With the YCT future plans revealed, many minority students at SMU had a change of heart about the amendment. The amendment did not draw hostility when presented to the minority community. The open-minded naively considered it an adequate compromise and did not expect the rule to be abused. As it turns out, the racial restriction guarded off malicious intents. Had YCT been able to run this year, they would have gotten the International seat uncontested.

YCT is a strong and well-organized group that has brought up valid concerns. After all its influence played an important role in submitting these special interest seats under scrutiny. The members of YCT have the right to do whatever they want under the protection of freedom of speech. However, when freedom of speech becomes freedom to make a mockery out of certain people, their victims don’t need to put up with the abuse.

Nonetheless, YCT is not without diversity merits. They don’t only target ethnic minority groups. “Hippies,” “gays,” and anyone else who they believe threatens a “Strong and Free America” also fall under their realm of specialty.

The scarier part is: their agenda is fixed. Last fall, Senator Shyung, the current Asian American Senator, led a group of students to a YCT meeting to discuss matters, but they were turned away and told that the meeting was “private.” Discussing matters in a civilized manner may not be the most feasible option as Asian American Student Services Coordinator Karen Click suggested, “Don’t use your energy to talk to them. Use your energy to talk to your friends.” Talk to people who care about diversity in this community and mobilize them against a group that refuses to even consider ideas outside of their own.

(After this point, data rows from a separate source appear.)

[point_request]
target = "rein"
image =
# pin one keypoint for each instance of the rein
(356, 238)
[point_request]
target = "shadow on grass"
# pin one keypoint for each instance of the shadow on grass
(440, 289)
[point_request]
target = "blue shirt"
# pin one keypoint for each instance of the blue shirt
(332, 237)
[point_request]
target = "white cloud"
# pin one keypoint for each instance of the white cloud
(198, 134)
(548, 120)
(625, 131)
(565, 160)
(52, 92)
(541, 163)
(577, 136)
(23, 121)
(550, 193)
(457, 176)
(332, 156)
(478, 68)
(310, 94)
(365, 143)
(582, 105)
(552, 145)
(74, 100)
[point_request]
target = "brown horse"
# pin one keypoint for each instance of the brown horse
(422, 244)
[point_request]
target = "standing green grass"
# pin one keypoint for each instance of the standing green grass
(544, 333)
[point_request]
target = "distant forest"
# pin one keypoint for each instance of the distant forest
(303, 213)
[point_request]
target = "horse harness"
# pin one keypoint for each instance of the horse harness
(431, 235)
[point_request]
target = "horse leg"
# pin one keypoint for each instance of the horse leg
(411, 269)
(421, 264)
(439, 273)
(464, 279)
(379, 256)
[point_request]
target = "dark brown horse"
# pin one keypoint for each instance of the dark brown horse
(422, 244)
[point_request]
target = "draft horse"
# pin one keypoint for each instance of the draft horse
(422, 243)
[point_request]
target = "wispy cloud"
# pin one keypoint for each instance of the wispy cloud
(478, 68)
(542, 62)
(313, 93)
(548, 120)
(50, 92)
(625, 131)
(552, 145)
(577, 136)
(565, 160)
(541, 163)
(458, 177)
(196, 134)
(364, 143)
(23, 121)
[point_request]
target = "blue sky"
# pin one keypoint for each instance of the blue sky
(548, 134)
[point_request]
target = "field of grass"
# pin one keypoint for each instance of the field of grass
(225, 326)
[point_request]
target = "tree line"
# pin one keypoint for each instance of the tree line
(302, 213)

Besides the barrier of apathy on campus, students simply do not know what is going on. “In our world information does not just walk up to you and say, ‘excuse me, I think you need to know this,’” said Jennifer Jones, Director of the Department of Multicultural Student Affairs. Senate election is well in sight. Major decisions with lasting impact lie in the hands of the student body. Hopefully, it lies in the hands of an informed one.